Asset location can be a key factor in tax minimization. You can reduce your taxes by locating your assets in a Roth IRA. Qualified Roth distributions will be tax-free when you retire.
How to Manage Your Portfolio
The four key factors that guide portfolio management decisions include the investor’s goals, timeline, and tolerance for risk.
1. Setting goals
How much money you should save, what investment strategy to use, and which account type to use to reach your goals, are all factors that will determine how well you can save.

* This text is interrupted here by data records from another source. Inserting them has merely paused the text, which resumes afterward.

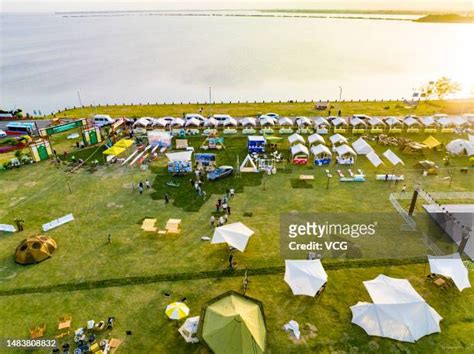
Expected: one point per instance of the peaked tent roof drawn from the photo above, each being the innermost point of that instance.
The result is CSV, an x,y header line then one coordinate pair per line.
x,y
299,149
394,159
315,138
344,149
374,158
319,149
451,266
236,235
337,138
233,323
431,142
296,138
361,147
305,277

2. How much assistance do you need
Some investors prefer to make their own investments, while others are happy for a portfolio manager to do so. A Robo advisor may be a good option if you are having trouble deciding. These services are extremely affordable. Although portfolio managers are more expensive than a Robo advisor, they will usually offer customized portfolios and other services that go beyond the basics of portfolio management such as financial planning.
3. Your timeline mapping
When will you need the money? Is that date fixed or flexible? The timeline will help you decide how conservative or aggressive your investment strategy should be. Investment goals can be broken down into short-, medium- and long-term time frames. These are generally defined loosely as three years, three- to 10 years, and 10 years. You will want to reduce your exposure to short-term volatility if you, for instance, need the money in three years.
4. Determining your tolerance for risk
Diversification decisions are influenced by an investor’s willingness and ability to take on risks. Higher-risk investments can yield higher returns, but they may be subject to greater volatility in the short term. You want to strike the right balance between risk and reward, choosing investments that will help your goals while not keeping you awake at night worrying.
Portfolio management vs. wealth management
Portfolio management focuses on a client’s investment portfolio, and how assets are best allocated to meet their risk tolerance and financial goals. Wealth management is the most advanced level of financial planning and includes services like estate planning and tax preparation.